Educators, including Hrabowski, are increasingly concerned about Maryland’s gap.
“We, as a nation, are not being honest to ourselves,” he said. “Those gaps are much wider than we think.”
“It’s not just black people concerned about black kids. It’s educators concerned about children.”
In Maryland, African-American students have consistently performed behind their white peers. On average, African-American eighth-graders score four years behind white eighth-graders in math, almost three years behind in reading, more than three years behind in science and more than two years behind in writing, according to Education Trust, a Washington-based education organization.
“We cannot afford as a country to have that large of a gap,” Hrabowski said. “We’re talking about the future of our society.”
As an African-American male, Hrabowski knows what it’s like to be treated differently.
Segregation was the norm in Birmingham, where he spent most of his childhood.
Hrabowski and his parents were God-fearing, avid churchgoers and leaders in the state’s civil rights movement. They would meet weekly in the church to discuss strategies to promote civil rights awareness, all because they had the “hope that things could be better in America for all people.”
At age 15, Hrabowski went to Virginia’s Hampton Institute, now Hampton University, to study mathematics. He later earned two other degrees at the University of Illinois at Urbana-Champaign, where “it was completely a white world.”

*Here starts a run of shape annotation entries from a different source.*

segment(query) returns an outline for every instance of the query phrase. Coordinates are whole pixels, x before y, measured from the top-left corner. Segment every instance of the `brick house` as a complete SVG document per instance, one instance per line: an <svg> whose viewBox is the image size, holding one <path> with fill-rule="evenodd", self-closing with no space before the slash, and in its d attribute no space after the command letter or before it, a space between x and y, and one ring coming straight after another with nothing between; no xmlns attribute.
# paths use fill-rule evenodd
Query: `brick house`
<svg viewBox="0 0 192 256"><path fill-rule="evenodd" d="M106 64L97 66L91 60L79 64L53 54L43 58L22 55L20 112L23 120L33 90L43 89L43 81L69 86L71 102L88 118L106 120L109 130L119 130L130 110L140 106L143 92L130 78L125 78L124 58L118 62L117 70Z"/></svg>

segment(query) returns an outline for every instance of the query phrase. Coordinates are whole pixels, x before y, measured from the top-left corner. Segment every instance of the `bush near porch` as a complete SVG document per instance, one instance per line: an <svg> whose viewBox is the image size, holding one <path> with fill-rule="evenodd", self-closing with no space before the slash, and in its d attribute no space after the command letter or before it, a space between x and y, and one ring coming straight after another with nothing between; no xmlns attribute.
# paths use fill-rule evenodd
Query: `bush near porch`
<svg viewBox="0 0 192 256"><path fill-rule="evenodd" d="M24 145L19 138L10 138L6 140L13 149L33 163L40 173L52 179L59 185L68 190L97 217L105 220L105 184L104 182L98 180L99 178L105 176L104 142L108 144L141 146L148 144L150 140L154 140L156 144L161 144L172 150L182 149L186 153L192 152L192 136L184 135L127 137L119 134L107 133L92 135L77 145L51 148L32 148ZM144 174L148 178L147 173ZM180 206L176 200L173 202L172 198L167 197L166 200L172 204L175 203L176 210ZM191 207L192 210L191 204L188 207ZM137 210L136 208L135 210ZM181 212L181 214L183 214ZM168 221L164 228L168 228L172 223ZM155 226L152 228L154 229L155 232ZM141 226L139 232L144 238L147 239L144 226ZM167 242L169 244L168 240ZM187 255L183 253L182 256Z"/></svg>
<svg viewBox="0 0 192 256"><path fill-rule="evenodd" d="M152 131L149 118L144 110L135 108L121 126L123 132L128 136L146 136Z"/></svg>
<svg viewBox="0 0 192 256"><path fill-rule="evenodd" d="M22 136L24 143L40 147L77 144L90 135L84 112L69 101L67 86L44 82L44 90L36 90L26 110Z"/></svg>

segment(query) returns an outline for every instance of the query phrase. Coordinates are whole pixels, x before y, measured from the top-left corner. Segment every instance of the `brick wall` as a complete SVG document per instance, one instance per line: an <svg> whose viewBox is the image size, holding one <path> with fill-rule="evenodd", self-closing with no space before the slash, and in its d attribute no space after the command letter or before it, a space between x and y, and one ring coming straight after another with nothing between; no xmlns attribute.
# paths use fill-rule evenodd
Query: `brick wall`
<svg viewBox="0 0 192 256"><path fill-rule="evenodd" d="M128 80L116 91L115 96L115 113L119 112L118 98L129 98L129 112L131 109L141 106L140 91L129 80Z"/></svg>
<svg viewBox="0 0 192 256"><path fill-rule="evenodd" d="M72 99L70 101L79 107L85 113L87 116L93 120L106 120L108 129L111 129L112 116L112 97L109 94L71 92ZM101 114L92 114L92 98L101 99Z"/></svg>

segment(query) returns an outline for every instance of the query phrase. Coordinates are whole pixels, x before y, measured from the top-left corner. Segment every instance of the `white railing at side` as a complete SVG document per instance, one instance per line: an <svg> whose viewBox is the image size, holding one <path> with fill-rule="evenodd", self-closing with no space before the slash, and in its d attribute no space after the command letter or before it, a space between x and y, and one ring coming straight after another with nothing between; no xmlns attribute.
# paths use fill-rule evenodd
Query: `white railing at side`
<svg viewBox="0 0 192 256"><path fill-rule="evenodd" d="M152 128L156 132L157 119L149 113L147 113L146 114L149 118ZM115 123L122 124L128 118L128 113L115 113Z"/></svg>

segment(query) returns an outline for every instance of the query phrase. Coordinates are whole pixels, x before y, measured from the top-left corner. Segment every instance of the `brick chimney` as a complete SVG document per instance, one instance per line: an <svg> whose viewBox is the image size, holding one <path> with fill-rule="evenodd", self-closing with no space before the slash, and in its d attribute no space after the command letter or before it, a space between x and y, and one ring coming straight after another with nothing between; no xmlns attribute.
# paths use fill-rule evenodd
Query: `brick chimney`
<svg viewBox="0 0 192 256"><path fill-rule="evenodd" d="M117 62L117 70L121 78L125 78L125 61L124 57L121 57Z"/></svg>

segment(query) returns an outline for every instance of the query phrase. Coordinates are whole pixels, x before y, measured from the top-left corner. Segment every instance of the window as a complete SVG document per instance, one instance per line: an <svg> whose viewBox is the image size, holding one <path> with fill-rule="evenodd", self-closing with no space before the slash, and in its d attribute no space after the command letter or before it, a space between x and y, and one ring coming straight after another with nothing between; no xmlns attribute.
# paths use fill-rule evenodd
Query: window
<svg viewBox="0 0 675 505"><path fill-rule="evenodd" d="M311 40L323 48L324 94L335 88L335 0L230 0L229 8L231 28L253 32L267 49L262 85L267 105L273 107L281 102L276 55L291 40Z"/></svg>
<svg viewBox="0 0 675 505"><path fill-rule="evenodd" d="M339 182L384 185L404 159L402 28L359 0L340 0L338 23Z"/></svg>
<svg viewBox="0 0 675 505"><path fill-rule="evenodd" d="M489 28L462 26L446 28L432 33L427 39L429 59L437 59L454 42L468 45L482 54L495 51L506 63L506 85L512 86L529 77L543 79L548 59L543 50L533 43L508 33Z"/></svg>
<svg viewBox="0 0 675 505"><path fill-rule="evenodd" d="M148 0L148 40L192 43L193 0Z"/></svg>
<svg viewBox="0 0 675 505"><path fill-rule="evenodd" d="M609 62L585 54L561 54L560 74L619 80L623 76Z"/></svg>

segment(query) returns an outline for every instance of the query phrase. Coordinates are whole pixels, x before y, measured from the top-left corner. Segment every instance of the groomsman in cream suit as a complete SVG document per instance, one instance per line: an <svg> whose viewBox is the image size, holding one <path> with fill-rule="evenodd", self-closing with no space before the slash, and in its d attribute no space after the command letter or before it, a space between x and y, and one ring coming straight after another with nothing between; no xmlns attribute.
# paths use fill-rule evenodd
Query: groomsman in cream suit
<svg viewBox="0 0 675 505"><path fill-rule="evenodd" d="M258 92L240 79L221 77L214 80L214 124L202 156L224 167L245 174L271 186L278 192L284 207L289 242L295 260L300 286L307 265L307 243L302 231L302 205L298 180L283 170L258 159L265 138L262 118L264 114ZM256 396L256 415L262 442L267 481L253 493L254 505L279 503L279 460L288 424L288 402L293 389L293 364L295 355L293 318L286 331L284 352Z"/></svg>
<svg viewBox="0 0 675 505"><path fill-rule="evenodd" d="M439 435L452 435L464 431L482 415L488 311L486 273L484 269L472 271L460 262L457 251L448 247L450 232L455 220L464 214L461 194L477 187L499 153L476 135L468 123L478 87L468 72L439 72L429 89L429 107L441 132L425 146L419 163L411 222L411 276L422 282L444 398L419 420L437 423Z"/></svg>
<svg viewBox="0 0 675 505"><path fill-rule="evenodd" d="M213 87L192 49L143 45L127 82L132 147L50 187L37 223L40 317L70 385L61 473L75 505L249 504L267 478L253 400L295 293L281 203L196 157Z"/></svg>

After several years of working in various positions at colleges and universities – including a 10-year stint at Coppin State College – Hrabowski came to UMBC in 1987, knowing he had a challenge.
UMBC was – and still is – predominantly white, but Hrabowski envisioned a school where African-Americans could excel.
Hrabowski has spent years trying to raise awareness and make a change in minority achievement at UMBC and on a national scale. Under his leadership, UMBC has moved out of the shadow of the state’s flagship university in College Park and become a haven for African-Americans interested in becoming scientists, engineers and mathematicians.
“I think he’s done a wonderful job. He’s really served as a sterling example of university presidents in Maryland,” said Rainbow/Push Coalition Washington Bureau Chief Joe Leonard.
“I’m a historian. I see things in a matter of evolution. He’s really building upon what other people have done and expanding it.”
Since it began in 1988, Hrabowski’s brainchild, the Meyerhoff Scholarship Program, has graduated 297 students, the majority of whom were African-American. Most have become doctors and leaders in engineering and technology.
“It’s more than a paperwork solution,” said Meyerhoff Director LaMont Toliver. “It has changed expectations. (African-American students) don’t come in wishing to survive. They come in expecting to succeed because of the precedent set by others.”
To students, Hrabowski is more than just an educator; he’s a mentor.
“For a lot of us he’s really like a father figure,” said Lynnette Burks, a 1997 graduate of the Meyerhoff program. “He takes each and every one of us under his wing.”
Hrabowski’s achievements are many. He’s co-written two books on boosting African-American achievement. He’s been featured in The New York Times and on the “Today” show talking about minority achievement, and in 1999, he was voted The Sun’s Marylander of the Year.
“I consider him to be one of the great assets of Maryland and of higher education,” said Gov. Parris Glendening. “He has a vision and he can articulate that vision to students to motivate them.”
When he learned Hrabowski’s name mentioned in connection with other jobs, Glendening said he talked to the college president. “I would tell him we loved him and we needed him here.”
Though the future is uncertain, Hrabowski said his heart will always be with UMBC and the progress he has made there over the past 15 years.
“This is a place where it’s cool to be smart,” he said. “It’s hard for me to imagine a life beyond UMBC. I live and breathe UMBC.”